Lambert was entitled to a release hearing 180 days before the minimum term expired. In preparation for the hearing, he was evaluated by psychologist Dr. Lisa Robtoy. She chronicled Lambert’s tragic childhood: raised by a drug-addicted mother, growing up in abject poverty, surrounded by crime. She also noted that Lambert joined the Sureño gang shortly after entering prison and was involved in numerous fights, including stabbing another prisoner in 2007.
But all that happened during his first 10 years of incarceration. As Lambert matured, he quit the Sureño gang in 2010, investing his time in rehabilitative programs and working in the prison. He got into a final fight that year with three gang members who jumped him, kicking one in the jaw. But Dr. Robtoy blamed the scuffle on a poor housing decision by Department of Corrections (DOC) staff, who left Lambert housed with members of his former gang.
She also noted that Lambert had extensive community support and that DOC staff stated he did not need to complete any additional programs. Dr. Robtoy therefore stated her “clinical opinion that Mr. Lambert has addressed his criminogenic needs,” so he “would be able to continue living a prosocial life in less restricted environments, to include the community.”
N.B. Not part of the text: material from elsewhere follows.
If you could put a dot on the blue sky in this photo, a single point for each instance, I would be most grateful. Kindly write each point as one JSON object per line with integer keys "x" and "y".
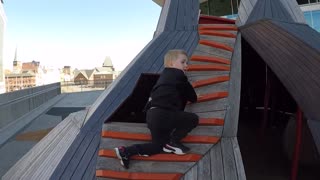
{"x": 78, "y": 33}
ISRB held a release hearing for Lambert, issuing two decisions. The first found Lambert ineligible for release, based mostly on his criminal history and prison assaults from 2007 and 2010. A second decision amended the first with reference to Dr. Robtoy’s report; but again ISRB found Lambert was not entitled to release because he “is more likely than not to commit a new crime[.]” Lambert then filed a personal restraint petition challenging the decision.
Resolution of the petition turned on several points, the first that sentencing juvenile offenders to LWOP violates the Eighth Amendment’s prohibition against cruel and unusual punishment, as held in Miller v. Alabama, 567 U.S. 460 (2012). Second, in recognizing this, the state Legislature had created a statutory scheme providing “a process of redemption for juvenile offenders” that created a presumption of release after 25 years for prisoners like Lambert.
Lambert argued that ISRB failed to meaningfully apply this presumption and paid only lip service to significant evidence of his rehabilitation, in particular Dr. Robtoy’s favorable report and recommendation. The Court agreed.
First, it faulted ISRB for failing to be “forward looking,” focusing on static factors like Lambert’s criminal conviction rather than dynamic factors like changes he made since dropping out of the Sureño gang—changes for which ISRB gave him no credit.
Second, ISRB’s decision was based almost entirely on “embellishments or misstatements of the true facts” about Lambert’s prison conduct, the Court continued. ISRB penalized him for the 2010 fight while failing to acknowledge that DOC was at least partly to blame for leaving him housed with former fellow gang members.
Finally, ISRB failed to meaningfully consider Dr. Robtoy’s favorable recommendation, the Court said. While not required to follow it, ISRB cannot simply ignore the report, either, especially when Dr. Robtoy “determined that Lambert had an adjusted low risk to reoffend”—something ISRB utterly failed to acknowledge.
On February 20, 2024, the Court therefore determined that ISRB misapplied the statutory presumption of release and granted Lambert’s petition, ordering a new hearing where Dr. Robtoy’s recommendation must also be considered. A motion for reconsideration by ISRB was then also denied by the Court. Lambert was represented by attorney Robert C. Boruchowitz, Professor and Director of the Defender Initiative at Seattle University School of Law. See: In re Pers. Restraint of Lambert, 29 Wn. App. 2d 878 (2024); and 2024 Wash. App. LEXIS 713 (Ct. App.).